Have you been to shows before? I recommend, before even starting to show, go watch a few and get a hang of it. Ask other breeders and people showing any questions you might have. See if you can have someone do a quick showmanship demo for you. I know, I have helped mentor younger showers who needed help with showmanship, and I was happy to help. 

Also, if you have any questions, feel free to ask on this forum. There are a lot of people who show on here.


----------



## jduwall (Aug 7, 2009)

Uummm is it too weird that I am well....

40ish and just now starting


----------



## KW Farms (Jun 21, 2008)

No...not at all! There are all different ages getting into showing. I friend of mine just got into showing last year and she is your age. She's doing very well at the shows too by the way and was a total beginner.


----------



## jduwall (Aug 7, 2009)

Oh great. I am so excited. Gonna go to some shows this year watch the first couple


----------



## StaceyRosado (Oct 5, 2007)

if you go to breed shows then the showmanship isnt as important -- just follow what all the other goat breeders are doing and the judge will tell you where to place your goat.

Learning how to "stack" your goat is important. How to "loin" too will show off your doe/buck better then just standing there with legs crossed and back hunched.

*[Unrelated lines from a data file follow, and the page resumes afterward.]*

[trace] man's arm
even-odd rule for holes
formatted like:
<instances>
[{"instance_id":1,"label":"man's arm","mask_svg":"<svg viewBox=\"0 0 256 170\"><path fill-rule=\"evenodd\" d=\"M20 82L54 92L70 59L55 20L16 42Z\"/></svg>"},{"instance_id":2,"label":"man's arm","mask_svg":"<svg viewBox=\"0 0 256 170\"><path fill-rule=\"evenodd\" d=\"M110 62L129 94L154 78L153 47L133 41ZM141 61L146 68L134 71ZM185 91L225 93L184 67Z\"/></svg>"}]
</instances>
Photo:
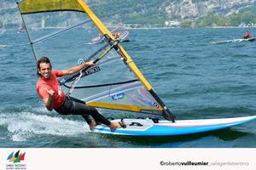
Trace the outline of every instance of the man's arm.
<instances>
[{"instance_id":1,"label":"man's arm","mask_svg":"<svg viewBox=\"0 0 256 170\"><path fill-rule=\"evenodd\" d=\"M87 67L87 66L94 66L95 64L93 63L93 61L89 61L86 63L83 63L82 65L69 68L69 69L66 69L66 70L62 70L62 74L63 76L67 76L67 75L72 75L74 74L79 71L81 71L83 68Z\"/></svg>"}]
</instances>

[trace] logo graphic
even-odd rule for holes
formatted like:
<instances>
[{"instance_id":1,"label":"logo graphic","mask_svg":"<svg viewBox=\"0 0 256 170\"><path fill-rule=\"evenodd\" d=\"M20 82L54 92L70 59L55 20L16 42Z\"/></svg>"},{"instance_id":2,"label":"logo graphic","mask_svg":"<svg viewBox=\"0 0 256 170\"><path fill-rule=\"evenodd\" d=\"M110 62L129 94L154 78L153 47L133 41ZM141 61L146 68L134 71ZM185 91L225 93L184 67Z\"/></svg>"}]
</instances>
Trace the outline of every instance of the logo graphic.
<instances>
[{"instance_id":1,"label":"logo graphic","mask_svg":"<svg viewBox=\"0 0 256 170\"><path fill-rule=\"evenodd\" d=\"M24 153L20 153L20 150L18 150L15 154L14 154L14 152L12 152L7 158L7 160L9 160L9 162L13 162L13 163L18 163L20 162L21 161L25 160L25 154Z\"/></svg>"},{"instance_id":2,"label":"logo graphic","mask_svg":"<svg viewBox=\"0 0 256 170\"><path fill-rule=\"evenodd\" d=\"M125 98L125 93L119 93L110 96L112 100L123 99Z\"/></svg>"},{"instance_id":3,"label":"logo graphic","mask_svg":"<svg viewBox=\"0 0 256 170\"><path fill-rule=\"evenodd\" d=\"M78 65L82 65L83 63L84 63L84 59L79 59Z\"/></svg>"}]
</instances>

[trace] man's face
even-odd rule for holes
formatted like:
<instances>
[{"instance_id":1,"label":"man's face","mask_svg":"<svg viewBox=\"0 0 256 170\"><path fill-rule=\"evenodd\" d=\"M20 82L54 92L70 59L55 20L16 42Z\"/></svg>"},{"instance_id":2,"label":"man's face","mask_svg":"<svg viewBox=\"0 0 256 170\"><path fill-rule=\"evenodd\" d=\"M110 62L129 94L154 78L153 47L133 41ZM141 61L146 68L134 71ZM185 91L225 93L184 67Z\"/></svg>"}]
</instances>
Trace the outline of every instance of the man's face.
<instances>
[{"instance_id":1,"label":"man's face","mask_svg":"<svg viewBox=\"0 0 256 170\"><path fill-rule=\"evenodd\" d=\"M51 73L51 68L49 63L40 63L38 72L43 78L49 78Z\"/></svg>"}]
</instances>

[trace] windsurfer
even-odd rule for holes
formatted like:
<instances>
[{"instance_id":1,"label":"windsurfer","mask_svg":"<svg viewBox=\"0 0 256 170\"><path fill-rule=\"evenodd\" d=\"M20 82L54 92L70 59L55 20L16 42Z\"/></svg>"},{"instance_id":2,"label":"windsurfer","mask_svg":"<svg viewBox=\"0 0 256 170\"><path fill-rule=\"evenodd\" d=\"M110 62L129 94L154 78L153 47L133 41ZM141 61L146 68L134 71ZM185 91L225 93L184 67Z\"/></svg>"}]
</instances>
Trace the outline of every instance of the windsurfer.
<instances>
[{"instance_id":1,"label":"windsurfer","mask_svg":"<svg viewBox=\"0 0 256 170\"><path fill-rule=\"evenodd\" d=\"M57 77L74 74L84 67L93 66L92 61L62 70L52 71L50 60L48 57L42 57L37 61L37 74L39 76L37 91L49 110L55 110L61 115L81 115L93 130L96 123L102 123L110 129L122 128L122 122L110 122L102 116L94 107L89 107L84 102L75 98L66 96L61 89Z\"/></svg>"},{"instance_id":2,"label":"windsurfer","mask_svg":"<svg viewBox=\"0 0 256 170\"><path fill-rule=\"evenodd\" d=\"M246 34L243 37L245 39L248 39L252 37L252 35L250 34L250 32L248 31L246 31Z\"/></svg>"}]
</instances>

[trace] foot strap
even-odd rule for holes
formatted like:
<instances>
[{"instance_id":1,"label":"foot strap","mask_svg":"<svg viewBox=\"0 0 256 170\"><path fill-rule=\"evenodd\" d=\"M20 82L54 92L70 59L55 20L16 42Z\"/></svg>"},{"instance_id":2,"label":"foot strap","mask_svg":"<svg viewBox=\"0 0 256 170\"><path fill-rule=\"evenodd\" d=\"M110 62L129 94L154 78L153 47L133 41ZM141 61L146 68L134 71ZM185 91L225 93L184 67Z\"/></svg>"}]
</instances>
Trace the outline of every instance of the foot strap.
<instances>
[{"instance_id":1,"label":"foot strap","mask_svg":"<svg viewBox=\"0 0 256 170\"><path fill-rule=\"evenodd\" d=\"M119 123L123 128L126 128L126 125L125 124L123 119L121 119L121 122L119 122Z\"/></svg>"}]
</instances>

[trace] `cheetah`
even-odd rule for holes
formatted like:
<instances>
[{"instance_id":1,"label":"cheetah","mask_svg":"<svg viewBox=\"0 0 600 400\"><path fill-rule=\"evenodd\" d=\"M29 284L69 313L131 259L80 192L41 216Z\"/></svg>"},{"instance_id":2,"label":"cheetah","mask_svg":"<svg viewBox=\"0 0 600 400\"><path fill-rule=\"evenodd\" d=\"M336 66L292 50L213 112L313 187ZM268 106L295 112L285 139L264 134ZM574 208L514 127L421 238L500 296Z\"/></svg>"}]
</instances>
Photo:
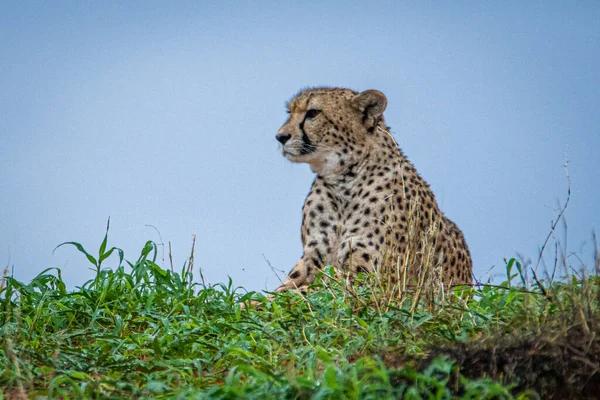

Many does and buck will be dragged into the ring protesting, dont worry this is normal and not every goat loves showing. Teachign them to walk by collar is very helpful though. The junior classes under 6 months we call "the drag and scream class"


----------



## jduwall (Aug 7, 2009)

thanks so much for the advice... I appreciate it.... :wahoo:


----------



## CapriGem (May 12, 2010)

I am about 1 1/2 hours north of Pittsburgh.

I belong to a local goat club you may be interested in.

Here is the web address www.wpdga.com

We hold a ADGA show in conjuction with PDGA (www.pdga.biz) each year in Centre Hall, PA. It is held there to be a central location for the whole state of PA. It is held Father's Day weekend. Friday is the Youth show. We have a junior doe and senior doe shows. Saturday and Sunday there are 2 rings each day.

I have shown there the last 2 years, it is a good time.

I am pretty new at showing and would love to help you if I can.


----------



## jduwall (Aug 7, 2009)

Oh Thank you so much...I would really appreciate it...can you PM me so we can get together...I would be great to have someone to do goatie stuff with.


----------



## Sunny Daze (May 18, 2010)

I live in Hagerstown, MD. I am finally ready to bite the bullet and get to some shows. I said I would last year but ended up with so many things going on, buying a new house, hubby sent over seas for work, etc. This year I have no excuses! LOL I managed to make it out to a couple shows to watch although I still feel like i will be sort of "winging it" when I go but I guess you just sort of have to jump in! I am going to try and make the Centre Hall show. I was looking up all the shows in the area and marking them in my calendar a few days ago!


----------



## jduwall (Aug 7, 2009)

maybe we will be at some shows together..that would be great...what do you have Nigi's?


----------



## StaceyRosado (Oct 5, 2007)

Iwant to go to the Centre Hall show too! Just not sure how easy it will be to take off work (I might be getting a new job   )


----------



## Allipoe (Sep 8, 2010)

Megan and I are going to give it a try as well or at least go and observe. Looks like its going to be a Goat Spot party!


----------



## Sunny Daze (May 18, 2010)

Yay, that would be fun! I have nigies...


----------



## CapriGem (May 12, 2010)

As a member of a supporting club of the Centre Hall show I encourage anyone who can to attend.

I can attest to what a nice show it is.

Everyone is so nice and easy going. I have learned so much.

There will be a hot food vender again this year. And the carrot cake they sell is soo good. Food prices are very easy on the wallet/purse.

It would be great to meet some Goat Spotters this year! :stars:


----------



## SandStoneStable Farm (Dec 8, 2010)

I am also planning to go to Centre Hall to just watch as I'm pretty sure all my goats would qualify for the "drag and scream class"!

Sunny Daze, I also live in MD by Annapolis, I'm sure you've seen already, but here's a link to MDGA's event page:
http://www.marylanddairygoat.org/resour ... ing-events

Caryn


----------



## Allipoe (Sep 8, 2010)

Hooray for neighbors! Megan and I are in the Baltimore Area.


----------